Fortunately, in her first year of life, a social worker helped us obtain the Aged and Disabled waiver under Indiana’s home and community based services. It allowed her to access Medicaid Disability via Senate Bill 30, even though our income of one teacher’s salary had made her previously ineligible. Medicaid paid for home nursing, enteral nutrition, assistive technology, incontinence products and many other services that our private insurance would not cover. The waiver provided much needed nursing-level respite for us.

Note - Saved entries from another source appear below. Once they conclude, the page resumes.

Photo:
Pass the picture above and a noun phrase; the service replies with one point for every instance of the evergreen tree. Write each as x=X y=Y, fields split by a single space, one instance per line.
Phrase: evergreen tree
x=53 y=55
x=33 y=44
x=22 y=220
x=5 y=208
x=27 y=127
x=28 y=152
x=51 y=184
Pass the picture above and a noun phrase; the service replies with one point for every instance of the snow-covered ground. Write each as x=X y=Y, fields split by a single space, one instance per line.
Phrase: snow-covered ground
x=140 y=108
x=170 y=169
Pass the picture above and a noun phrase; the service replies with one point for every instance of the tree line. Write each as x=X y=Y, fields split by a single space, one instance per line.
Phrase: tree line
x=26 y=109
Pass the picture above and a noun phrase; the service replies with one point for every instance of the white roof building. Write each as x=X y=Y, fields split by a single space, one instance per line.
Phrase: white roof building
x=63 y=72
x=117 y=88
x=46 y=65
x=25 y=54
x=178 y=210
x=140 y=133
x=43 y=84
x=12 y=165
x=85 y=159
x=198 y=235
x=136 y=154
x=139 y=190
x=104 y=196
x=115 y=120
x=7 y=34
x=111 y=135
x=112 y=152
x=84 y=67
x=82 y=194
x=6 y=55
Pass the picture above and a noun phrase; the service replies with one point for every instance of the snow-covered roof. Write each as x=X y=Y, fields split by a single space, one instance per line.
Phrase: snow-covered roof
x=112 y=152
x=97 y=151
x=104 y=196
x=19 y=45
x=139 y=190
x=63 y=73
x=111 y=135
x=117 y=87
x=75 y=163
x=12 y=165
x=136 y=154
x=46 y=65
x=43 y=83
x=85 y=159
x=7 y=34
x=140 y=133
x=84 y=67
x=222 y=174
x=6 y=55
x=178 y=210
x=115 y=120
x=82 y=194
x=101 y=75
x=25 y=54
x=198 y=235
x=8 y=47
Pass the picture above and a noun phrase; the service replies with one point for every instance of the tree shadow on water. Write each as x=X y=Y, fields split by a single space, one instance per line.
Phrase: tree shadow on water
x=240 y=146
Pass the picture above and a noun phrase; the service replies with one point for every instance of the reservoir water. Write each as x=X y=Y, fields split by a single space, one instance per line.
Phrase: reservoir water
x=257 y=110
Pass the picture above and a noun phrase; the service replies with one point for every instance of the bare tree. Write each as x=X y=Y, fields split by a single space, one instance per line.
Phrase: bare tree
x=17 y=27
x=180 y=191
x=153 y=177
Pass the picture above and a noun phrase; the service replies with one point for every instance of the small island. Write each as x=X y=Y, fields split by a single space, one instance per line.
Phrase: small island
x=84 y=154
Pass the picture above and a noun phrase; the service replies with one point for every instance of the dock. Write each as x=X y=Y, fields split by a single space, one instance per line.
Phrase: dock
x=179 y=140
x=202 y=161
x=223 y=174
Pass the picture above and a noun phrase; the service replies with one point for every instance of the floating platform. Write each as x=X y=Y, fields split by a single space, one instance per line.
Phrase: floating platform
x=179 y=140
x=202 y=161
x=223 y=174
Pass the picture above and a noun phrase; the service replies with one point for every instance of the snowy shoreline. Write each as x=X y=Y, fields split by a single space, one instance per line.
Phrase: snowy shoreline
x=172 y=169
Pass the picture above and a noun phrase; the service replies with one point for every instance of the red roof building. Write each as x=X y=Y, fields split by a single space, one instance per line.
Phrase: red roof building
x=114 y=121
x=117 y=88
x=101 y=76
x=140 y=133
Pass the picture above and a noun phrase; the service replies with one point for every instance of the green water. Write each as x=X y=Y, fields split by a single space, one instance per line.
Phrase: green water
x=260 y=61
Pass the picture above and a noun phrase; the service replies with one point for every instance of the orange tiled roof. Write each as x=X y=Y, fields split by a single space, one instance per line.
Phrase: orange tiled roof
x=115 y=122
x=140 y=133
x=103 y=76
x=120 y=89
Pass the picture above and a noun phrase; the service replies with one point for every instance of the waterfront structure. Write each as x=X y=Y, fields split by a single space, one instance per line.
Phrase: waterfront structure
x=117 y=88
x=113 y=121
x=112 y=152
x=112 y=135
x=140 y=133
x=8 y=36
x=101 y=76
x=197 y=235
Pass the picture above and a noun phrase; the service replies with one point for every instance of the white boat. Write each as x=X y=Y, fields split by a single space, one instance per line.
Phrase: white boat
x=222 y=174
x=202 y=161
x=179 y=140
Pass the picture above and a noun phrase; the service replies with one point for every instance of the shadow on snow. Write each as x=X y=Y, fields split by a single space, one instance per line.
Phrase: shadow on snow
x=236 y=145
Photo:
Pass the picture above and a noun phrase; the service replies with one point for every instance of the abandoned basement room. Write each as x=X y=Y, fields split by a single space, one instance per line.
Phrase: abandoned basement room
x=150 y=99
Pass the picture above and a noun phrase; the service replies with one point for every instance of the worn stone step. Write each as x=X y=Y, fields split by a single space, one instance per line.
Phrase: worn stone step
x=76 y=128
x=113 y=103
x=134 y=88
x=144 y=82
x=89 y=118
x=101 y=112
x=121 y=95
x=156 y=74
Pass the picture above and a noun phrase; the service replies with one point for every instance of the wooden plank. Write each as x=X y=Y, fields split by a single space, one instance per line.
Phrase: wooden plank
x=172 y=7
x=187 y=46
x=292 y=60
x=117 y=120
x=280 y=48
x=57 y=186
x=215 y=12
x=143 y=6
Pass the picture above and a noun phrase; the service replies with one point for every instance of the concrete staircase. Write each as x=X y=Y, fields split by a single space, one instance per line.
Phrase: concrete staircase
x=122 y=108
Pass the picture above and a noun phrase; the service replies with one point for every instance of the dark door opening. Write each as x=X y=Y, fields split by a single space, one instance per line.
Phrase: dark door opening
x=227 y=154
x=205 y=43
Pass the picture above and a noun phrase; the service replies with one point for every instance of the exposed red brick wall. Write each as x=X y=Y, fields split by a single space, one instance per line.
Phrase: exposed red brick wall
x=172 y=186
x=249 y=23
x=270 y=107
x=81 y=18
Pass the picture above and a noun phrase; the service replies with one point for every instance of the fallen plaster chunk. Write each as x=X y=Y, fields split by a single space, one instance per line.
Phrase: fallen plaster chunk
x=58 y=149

We still worried about maintaining creditable coverage so she had access to private insurance even with her pre-existing conditions. Any thoughts of my husband changing jobs were always dominated by what the private insurance benefits would be for Grace. We still struggled to pay for her other expenses…and we were lucky. Most families are still waiting for Home and Community Based Services. Indiana has waiting lists for most services. Middle class families find that they make too much money for many programs because the programs never consider the costs of raising a child with a disability.
I imagine many of you will read this and be thankful that this doesn’t resemble your life. I am glad it doesn’t…for now. Most of us will experience some level of disability in our lifetime, even if it’s just through aging. We’re saving the state money by caring for our child at home instead of placing her in a nursing home or institution. I’m also certain she’s an asset to society because she’s received the supports she needs to thrive.
The Affordable Care Act provides states with critical new dollars toward achieving a goal of supporting everyone who can live at home or in community-based living the supports to do so. We hope this means that no matter where we live in the US, Grace can have access to what she needs without waiting years for it to be available.